Moreover, from Eq. (22), we immediately conclude that

$$\tilde{{{{{{{{\mathcal{K}}}}}}}}}=\alpha {{{{{{{\mathcal{K}}}}}}}}+\gamma .$$

(24)

Therefore, if α ≠ 0, the Krylov complexity is related to $$\tilde{{{{{{{{\mathcal{K}}}}}}}}}$$ by a shift. Conversely, if α = 0, there is no simple relation between the Krylov complexity and the operator $$\tilde{{{{{{{{\mathcal{K}}}}}}}}}$$. In this case, $$\tilde{{{{{{{{\mathcal{K}}}}}}}}}$$ is proportional to the identity and the complexity algebra reduces to the Heisenberg–Weyl algebra43, being $$[{{{{{{{{\mathcal{L}}}}}}}}}_{+},{{{{{{{{\mathcal{L}}}}}}}}}_{-}]=\gamma {\mathbb{1}}$$.

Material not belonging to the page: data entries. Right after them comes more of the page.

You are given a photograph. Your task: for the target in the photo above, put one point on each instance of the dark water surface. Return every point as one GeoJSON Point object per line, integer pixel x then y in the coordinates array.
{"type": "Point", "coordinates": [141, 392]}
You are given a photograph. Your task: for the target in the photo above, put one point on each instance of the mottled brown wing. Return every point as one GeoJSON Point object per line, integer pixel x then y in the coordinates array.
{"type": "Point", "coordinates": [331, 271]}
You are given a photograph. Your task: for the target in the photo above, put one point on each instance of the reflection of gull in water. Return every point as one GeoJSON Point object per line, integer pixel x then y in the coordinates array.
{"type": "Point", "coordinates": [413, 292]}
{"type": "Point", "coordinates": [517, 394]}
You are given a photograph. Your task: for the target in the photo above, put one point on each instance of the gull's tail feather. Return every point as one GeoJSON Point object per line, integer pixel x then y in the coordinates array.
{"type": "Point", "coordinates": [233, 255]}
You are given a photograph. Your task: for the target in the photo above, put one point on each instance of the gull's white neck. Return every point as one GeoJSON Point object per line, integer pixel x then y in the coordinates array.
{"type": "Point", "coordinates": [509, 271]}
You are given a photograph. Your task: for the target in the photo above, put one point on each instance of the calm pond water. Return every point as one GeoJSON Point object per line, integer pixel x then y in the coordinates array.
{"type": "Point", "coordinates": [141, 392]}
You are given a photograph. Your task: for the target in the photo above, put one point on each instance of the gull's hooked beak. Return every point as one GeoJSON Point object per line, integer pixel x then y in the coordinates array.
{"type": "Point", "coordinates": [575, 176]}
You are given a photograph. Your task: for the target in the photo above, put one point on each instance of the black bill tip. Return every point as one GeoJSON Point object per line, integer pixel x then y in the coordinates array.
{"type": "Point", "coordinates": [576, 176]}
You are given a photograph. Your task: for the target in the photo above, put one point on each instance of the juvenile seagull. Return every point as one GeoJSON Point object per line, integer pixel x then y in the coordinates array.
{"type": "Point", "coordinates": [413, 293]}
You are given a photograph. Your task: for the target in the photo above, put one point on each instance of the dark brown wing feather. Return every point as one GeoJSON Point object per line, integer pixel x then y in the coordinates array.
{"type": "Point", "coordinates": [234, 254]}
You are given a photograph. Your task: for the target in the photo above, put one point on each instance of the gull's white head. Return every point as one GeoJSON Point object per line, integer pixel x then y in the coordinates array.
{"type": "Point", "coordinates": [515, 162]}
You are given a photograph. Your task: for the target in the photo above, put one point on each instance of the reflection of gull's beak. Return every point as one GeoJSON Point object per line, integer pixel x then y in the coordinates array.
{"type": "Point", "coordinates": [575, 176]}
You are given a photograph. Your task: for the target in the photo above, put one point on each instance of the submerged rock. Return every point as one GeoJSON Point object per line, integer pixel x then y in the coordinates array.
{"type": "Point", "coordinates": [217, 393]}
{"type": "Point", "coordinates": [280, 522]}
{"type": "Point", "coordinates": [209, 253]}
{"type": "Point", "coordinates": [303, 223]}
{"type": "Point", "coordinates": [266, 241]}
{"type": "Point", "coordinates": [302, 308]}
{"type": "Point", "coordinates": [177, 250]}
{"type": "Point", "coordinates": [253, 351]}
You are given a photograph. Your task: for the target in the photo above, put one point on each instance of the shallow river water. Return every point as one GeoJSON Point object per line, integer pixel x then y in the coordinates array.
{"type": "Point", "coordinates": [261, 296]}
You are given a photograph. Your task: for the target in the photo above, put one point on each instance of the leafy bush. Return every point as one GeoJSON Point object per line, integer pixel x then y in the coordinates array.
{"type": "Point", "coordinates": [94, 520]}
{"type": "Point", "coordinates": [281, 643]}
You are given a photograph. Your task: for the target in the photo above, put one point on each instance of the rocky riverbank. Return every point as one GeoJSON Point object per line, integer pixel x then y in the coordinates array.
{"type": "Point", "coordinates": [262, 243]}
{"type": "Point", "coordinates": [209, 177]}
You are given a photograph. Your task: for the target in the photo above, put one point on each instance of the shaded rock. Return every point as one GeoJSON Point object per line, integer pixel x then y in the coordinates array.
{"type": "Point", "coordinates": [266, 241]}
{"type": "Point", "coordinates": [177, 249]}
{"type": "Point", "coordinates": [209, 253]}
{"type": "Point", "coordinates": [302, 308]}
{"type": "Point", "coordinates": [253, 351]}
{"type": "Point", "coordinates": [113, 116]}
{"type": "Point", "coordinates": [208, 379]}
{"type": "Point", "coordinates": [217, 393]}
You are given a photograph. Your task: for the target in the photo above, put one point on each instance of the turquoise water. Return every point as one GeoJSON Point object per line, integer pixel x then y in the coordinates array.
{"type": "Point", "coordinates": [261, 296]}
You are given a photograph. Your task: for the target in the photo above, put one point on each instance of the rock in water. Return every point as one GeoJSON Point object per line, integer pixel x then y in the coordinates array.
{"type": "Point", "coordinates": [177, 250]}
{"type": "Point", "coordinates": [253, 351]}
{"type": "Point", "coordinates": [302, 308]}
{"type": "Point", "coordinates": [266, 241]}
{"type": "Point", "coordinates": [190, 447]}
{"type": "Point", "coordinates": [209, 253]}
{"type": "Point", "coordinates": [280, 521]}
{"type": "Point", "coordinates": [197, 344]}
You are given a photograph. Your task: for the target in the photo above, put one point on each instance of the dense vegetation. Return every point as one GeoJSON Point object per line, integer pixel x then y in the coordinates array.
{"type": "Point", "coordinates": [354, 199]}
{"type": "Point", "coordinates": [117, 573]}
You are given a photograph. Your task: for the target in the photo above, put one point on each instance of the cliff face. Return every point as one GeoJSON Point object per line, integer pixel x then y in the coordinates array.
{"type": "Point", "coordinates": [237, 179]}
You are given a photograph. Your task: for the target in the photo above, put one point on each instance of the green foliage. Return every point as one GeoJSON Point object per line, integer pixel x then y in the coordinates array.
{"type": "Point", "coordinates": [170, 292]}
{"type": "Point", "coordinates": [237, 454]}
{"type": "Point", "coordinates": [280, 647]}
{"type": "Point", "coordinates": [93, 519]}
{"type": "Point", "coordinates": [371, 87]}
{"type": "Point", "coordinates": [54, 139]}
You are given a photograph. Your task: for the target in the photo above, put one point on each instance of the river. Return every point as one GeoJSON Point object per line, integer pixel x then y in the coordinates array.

### Possible scenarios under the closure of the complexity algebra

As already discussed, if $${{{{{{{\mathcal{L}}}}}}}}$$, $${{{{{{{\mathcal{B}}}}}}}}$$ and their commutator $$\tilde{K}$$ closes an algebra, then the only possible commutation relations are given by (23). This complexity algebra is then reduced to the Heisenberg–Weyl algebra whenever α = 0. We next show that for the cases α < 0 and α > 0, the complexity algebra reduces to the SU(2) algebra and the $${{{{{{{\rm{SL}}}}}}}}(2,{\mathbb{R}})$$ algebra, respectively. Let us introduce the operators J+ and J, which are defined by $$\nu {J}_{+}={{{{{{{{\mathcal{L}}}}}}}}}_{+}$$ and $$\nu {J}_{-}={{{{{{{{\mathcal{L}}}}}}}}}_{-}$$, where ν is a strictly positive scaling parameter. We can then write $${{{{{{{\mathcal{L}}}}}}}}=\nu ({J}_{+}+{J}_{-})$$ and $${{{{{{{\mathcal{B}}}}}}}}=\nu ({J}_{+}-{J}_{-})$$. Let us also introduce the operator J0 defined by $${J}_{0}=-\frac{1}{2{\nu }^{2}}\tilde{K}$$. By substituting these operators into (23), one can rewrite the commutation relations as

$$[{J}_{+},{J}_{-}]={J}_{0},\quad [{J}_{0},{J}_{\pm }]=\mp \frac{\alpha }{2{\nu }^{2}}{J}_{\pm }.$$

(25)

By choosing the scaling parameter such that 2ν2 = α, we find that the algebra (23) is equivalent to

$$[{J}_{+},{J}_{-}]={J}_{0},\quad [{J}_{0},{J}_{\pm }]=\pm {J}_{\pm }\quad \alpha \, < \,0\quad {{{{{{{\rm{SU}}}}}}}}(2),$$

(26)

$$[{J}_{+},{J}_{-}]={J}_{0},\quad [{J}_{0},{J}_{\pm }]=\mp {J}_{\pm }\quad \alpha \, > \,0\quad {{{{{{{\rm{SL}}}}}}}}(2,{\mathbb{R}}).$$

(27)

What we have shown is that, whenever the simplicity hypothesis holds, then the algebra generated by $${{{{{{{\mathcal{L}}}}}}}}$$, $${{{{{{{\mathcal{B}}}}}}}}$$ and their commutator can always be reduced to either SU(2), $${{{{{{{\rm{SL}}}}}}}}(2,{\mathbb{R}})$$ or the Heisenberg–Weyl algebra, and for which of these it reduces to depends on the value of α.